От всех этих размышлений у Симура голова пухла. Он предпочитал заниматься делом, а не бесплодными рассуждениями. К счастью, почти все его свободное от ведения домашнего хозяйства время занимала «трехкрылка». Под руководством колдуна юный древолюд выискивал в Лесу самые длинные и гибкие жерди, чтобы вязать из них раму, добирался до наиболее широких листьев опахальника, иногда рискуя сорваться с тонких веток, на которых те росли. Немало терпения требовалось, чтобы надергать нужное количество древесных волокон для мочального хвоста, но труднее всего было сплести из мертвых лиан длинный и прочный жгут, который должен будет удерживать «трехкрылку» во время подъема.

За всеми этими хлопотами юный древолюд подзабыл о том, что на этом довольно ненадежном с виду изделии он должен будет однажды подняться сам. Осгут говорил, что для начала они запустят большую «трехкрылку» без груза, затем с грузом, и только потом попробуют поднять на ней Симура, но все равно ученику колдуна как-то не верилось, что несколько связанных друг с другом веток с натянутыми между ними листьями способны что-то, кроме самих себя, вознести над Верхними Кронами Леса. Это было похоже на легенду, одну из тех, что Сказители слагали еще в те времена, когда Город не походил на трухлявую колоду.
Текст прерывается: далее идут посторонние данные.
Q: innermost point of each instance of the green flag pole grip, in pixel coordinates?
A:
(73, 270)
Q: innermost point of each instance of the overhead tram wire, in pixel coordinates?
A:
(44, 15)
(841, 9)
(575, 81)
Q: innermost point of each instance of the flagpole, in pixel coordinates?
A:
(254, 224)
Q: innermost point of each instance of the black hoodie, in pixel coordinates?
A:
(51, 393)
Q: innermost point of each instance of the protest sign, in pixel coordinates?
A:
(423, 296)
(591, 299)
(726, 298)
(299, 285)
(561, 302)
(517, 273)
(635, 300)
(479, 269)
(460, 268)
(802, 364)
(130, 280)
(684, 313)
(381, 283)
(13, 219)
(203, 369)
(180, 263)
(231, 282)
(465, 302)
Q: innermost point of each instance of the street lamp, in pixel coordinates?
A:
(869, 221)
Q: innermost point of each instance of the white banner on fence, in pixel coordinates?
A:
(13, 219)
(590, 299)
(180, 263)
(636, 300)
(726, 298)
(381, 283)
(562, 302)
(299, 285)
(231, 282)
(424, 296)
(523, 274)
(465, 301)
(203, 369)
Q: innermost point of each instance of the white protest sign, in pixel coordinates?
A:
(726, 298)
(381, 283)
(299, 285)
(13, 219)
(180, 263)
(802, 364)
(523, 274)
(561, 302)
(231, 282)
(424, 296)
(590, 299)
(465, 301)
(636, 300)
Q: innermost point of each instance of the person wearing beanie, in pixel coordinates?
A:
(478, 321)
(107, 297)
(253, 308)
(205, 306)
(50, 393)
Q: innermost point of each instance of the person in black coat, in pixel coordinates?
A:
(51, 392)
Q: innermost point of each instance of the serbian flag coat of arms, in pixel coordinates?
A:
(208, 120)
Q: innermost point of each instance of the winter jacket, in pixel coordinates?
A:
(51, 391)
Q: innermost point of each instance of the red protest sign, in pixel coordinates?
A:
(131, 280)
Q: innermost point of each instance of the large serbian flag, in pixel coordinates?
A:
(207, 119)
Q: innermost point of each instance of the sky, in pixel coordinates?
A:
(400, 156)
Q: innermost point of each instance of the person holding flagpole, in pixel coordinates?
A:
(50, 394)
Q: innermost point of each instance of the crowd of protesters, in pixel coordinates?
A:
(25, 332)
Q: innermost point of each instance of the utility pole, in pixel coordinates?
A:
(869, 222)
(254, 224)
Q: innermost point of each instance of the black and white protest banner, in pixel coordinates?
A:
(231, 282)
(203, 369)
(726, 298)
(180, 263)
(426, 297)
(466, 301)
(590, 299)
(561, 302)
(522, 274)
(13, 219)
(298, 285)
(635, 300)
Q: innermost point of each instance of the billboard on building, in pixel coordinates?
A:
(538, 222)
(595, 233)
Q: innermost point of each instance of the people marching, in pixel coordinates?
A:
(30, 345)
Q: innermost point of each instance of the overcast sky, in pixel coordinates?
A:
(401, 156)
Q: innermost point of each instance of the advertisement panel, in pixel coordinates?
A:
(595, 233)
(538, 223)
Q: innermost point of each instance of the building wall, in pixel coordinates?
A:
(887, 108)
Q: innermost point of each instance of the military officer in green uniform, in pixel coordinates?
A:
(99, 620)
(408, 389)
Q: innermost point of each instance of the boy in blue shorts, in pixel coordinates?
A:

Наконец взошло солнце, в чьих лучах Симур начал соединять разрозненные части будущей «трехкрылки» в единое целое. Осгут если и помогал ему, то только советами, палец о палец не ударив, чтобы непосредственным участием облегчить труд ученика. Последнему пришлось попотеть. Жерди ни за что не хотели держаться вместе, то и дело норовя рассыпаться, а когда юный древолюд ценой неимоверных усилий все же превратил их в некое подобие решетки, возникла другая закавыка: как прикрепить к ней жесткие листья опахальника? Для шитья женщины Города использовали волокна поскоблянки, из которых пряли тонкие и прочные нитки, но они могли порвать края листьев. Пришлось проклеить их смолой.

Изрядно намучившись, к закату Симур собрал воедино увеличенное подобие «трехкрылки», которую они с Осгутом запускали много солнц назад. Его изделие мало походило на игрушку колдуна, и представить, что такая штуковина тоже способна взмыть в небо, было сложно. «Большую трехкрылку» решили испытать следующим солнцем. После заката юный древолюд от волнения долго не мог уснуть, хотя и очень устал. Впервые в жизни он сделал что-то такое, что нельзя было ни съесть, ни сунуть себе под задницу – нечто из иной жизни. Быть может, древолюды, которые обитают в других селениях, давно уже летают на таких штуковинах?

Симур не заметил, как уснул. Во сне он видел «большие трехкрылки», которые парили над Лесом, а древолюды висели на их мочальных хвостах, будто сноблохи в гривах балаболок, и верещали, точно певуны.

В лучах раннего солнца изделие юного древолюда казалось нелепым кособоким сооружением. Хотелось сбросить его к Корням и навсегда забыть об этой затее, но Осгут внимательно осмотрел «большую трехкрылку», попробовал ее на изгиб, хмыкнул и остался доволен. Теперь ее нужно было доставить на поляну. Это само по себе оказалось нелегкой задачей. Штуковина ловила перепонками из опахальника ветер и вырывалась в самый неподходящий момент.

Это немного пугало Симура, но и радовало тоже. Он чувствовал в творении рук своих упругую силу, способную увлечь за собой если не вверх, то вниз. Конечно, юному древолюду вниз не хотелось: его манила ослепительная глубина небес. Очутившись на просторной поляне, он опять засмотрелся на громадный лоскут сияющей синевы, что нависал над Лесом, но колдун не дал своему ученику ротозейничать. Теперь они поменялись ролями. Разматывать жгут пришлось Симуру, а Осгут крепко держал в руках строптивую решетку «большой трехкрылки», жужжащую под ветром, как стая мухлей. Причем колдун не просто держал ее на своих неимоверно вытянутых руках, а рванул вдоль поляны бегом.